Being a bit of an FOI geek, a front page headline screaming ‘Freedom of Information? Not Likely’ at a service station on the M62 was always going to catch my attention.
The story, in Monday’s Huddersfield Examiner, is quite an astonishing one. The leader of Kirklees Council, based in Huddersfield, has been altering prepared FOI responses before they go out to the public.
In his defence, Council leader Mehboob Khan says he changes maybe only one in every 100 requests.
“I would take issue with the word interfere and would point out that previous leaders and Cabinet members have been informed of FOI requests in the past. I am democratically elected to run the council with my Cabinet colleagues and we have a lot of local knowledge which can be used to improve or challenge our responses.”
Putting aside the basic error that he isn’t democratically elected to run the council – he’s democratically elected to represent a ward in Kirklees, only areas with an elected Mayor have a direct say over who they appoint as top political dog – there is quite a lot to feel uncomfortable about in Cllr Khan’s insistence that he has sight of FOI responses.
He argues that his involvement ensures that responses are ‘helpful and accurate.’ The examples of his meddling highlighted by the Examiner – I’m not sure whether they obtained the emails between the FOI officer and Cllr Khan using FOI – suggest that the opposite is the result.
In the first example revealed by the Examiner, reporter Katie Grant asked for details of how much council tax went unpaid in each year from 1993. The FOI officer produced the figures, and it was sent to Cllr Khan.
The paper reports:
But Clr Khan replied: “This is not going out. Who prepared the response?”
Instead, the Examiner received only the figures for the current financial year – which hasn’t even ended yet. In defending that decision, Cllr Khan said:
“I felt that the figures were less clear when they covered several years all the way back to 1993 and masked the real facts which was about how much as a council we had outstanding and how much we had collected in council tax in 2009/10. I think the picture given in the response was a clear one about the current situation.”
The basic principle of FOI is our ‘Right To Know.’ It isn’t a ‘Right To Know if the information if the council leader decides that the information is correct’ or ‘a Right To Know information which is clear about a current situation.’ The council clearly held the information requested – it should therefore have released it.
Remember the quaint notion of ‘applicant blind’ – where all FOI requests are supposed to be treated equally? Cllr Khan doesn’t appear to believe in that either.
When a request was submitted about the cost of Christmas activities, the FOI officer again produced a figure, which Cllr Khan blocked. He argued:
Clr Khan told the information officer: “The council doesn’t specifically celebrate Christmas – the council promotes the town and village centres.”
Clr Khan also asked whether or not the request had come from “someone local” and whether or not they had chased their request up.

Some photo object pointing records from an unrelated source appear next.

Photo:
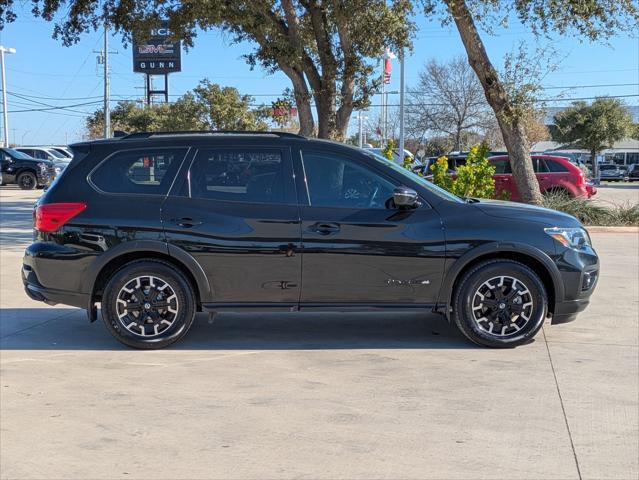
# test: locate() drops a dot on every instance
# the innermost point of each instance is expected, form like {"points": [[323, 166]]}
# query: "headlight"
{"points": [[576, 238]]}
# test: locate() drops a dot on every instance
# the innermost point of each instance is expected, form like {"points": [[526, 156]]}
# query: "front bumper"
{"points": [[579, 271]]}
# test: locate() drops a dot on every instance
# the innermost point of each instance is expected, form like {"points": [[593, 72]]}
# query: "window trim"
{"points": [[361, 164], [89, 178], [290, 191]]}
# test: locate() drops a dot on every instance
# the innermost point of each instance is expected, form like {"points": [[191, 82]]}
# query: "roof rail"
{"points": [[210, 132]]}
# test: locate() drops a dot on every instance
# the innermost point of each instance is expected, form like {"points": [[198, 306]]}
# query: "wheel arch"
{"points": [[115, 258], [533, 258]]}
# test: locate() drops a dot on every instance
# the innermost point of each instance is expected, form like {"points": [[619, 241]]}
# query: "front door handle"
{"points": [[186, 222], [324, 228]]}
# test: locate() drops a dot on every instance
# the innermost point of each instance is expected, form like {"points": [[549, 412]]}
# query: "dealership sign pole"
{"points": [[159, 55]]}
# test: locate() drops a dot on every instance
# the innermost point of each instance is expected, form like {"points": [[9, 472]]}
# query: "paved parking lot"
{"points": [[617, 193], [318, 396]]}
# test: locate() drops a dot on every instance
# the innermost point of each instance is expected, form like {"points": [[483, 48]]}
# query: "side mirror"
{"points": [[405, 197]]}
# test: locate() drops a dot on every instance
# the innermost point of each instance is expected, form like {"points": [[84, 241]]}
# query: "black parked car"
{"points": [[633, 172], [25, 171], [612, 173], [156, 227]]}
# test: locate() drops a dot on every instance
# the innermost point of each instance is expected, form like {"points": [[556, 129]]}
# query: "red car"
{"points": [[554, 174]]}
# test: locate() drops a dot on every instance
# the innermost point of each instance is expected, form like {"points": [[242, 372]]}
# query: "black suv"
{"points": [[26, 171], [156, 227]]}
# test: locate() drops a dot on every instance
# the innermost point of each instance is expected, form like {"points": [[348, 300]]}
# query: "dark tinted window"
{"points": [[336, 181], [539, 166], [147, 171], [502, 166], [251, 175], [554, 167]]}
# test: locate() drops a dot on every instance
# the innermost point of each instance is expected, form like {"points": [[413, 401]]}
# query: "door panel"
{"points": [[357, 251], [235, 214], [373, 256]]}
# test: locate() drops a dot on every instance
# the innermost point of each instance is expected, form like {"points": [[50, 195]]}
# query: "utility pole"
{"points": [[4, 50], [401, 106], [107, 111], [103, 59]]}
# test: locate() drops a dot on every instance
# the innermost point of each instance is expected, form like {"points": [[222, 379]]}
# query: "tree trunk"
{"points": [[595, 167], [509, 122], [302, 100], [326, 114]]}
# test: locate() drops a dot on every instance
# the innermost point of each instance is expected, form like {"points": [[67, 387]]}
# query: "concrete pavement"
{"points": [[318, 396]]}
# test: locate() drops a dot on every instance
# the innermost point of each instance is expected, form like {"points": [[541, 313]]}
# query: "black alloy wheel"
{"points": [[148, 304], [500, 303]]}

The information officer told him who the request was from and that the response was overdue but it had not been chased, adding: “We do not have an exemption that would justify us in withholding the information.”
Clr Khan then replied: “The response is incorrect and should not be released.”
Whether the information came from someone local is neither here nor there. If a council officer, diligently doing their job, can produce a figure for spending around Christmas, who is the council leader to block it? And why would he seek to?
In the third example provided by the Examiner, a number of media organisations had requested to know how much the council had spent on hiring celebrities. Most councils managed to answer this one, and the Examiner reports that the FOI officer produced a response with information to send back. Cllr Khan intervened again:
But Clr Khan stopped it from going out. He said: “I suggest this response … you will notice that it is different.
“I refer to your recent enquiry regarding the use of celebrities by the council. I have trawled our various services and unfortunately this information is not collated in one central place.”
When challenged on this by the Examiner, Cllr Khan said:
Officers advised me, and continue to advise me, there is some argument over what constitutes a celebrity and how much is paid for people to perform such roles for councils. We have very few calls on celebrities in Kirklees and where this has happened in the past there is no one budget line or place to store that information.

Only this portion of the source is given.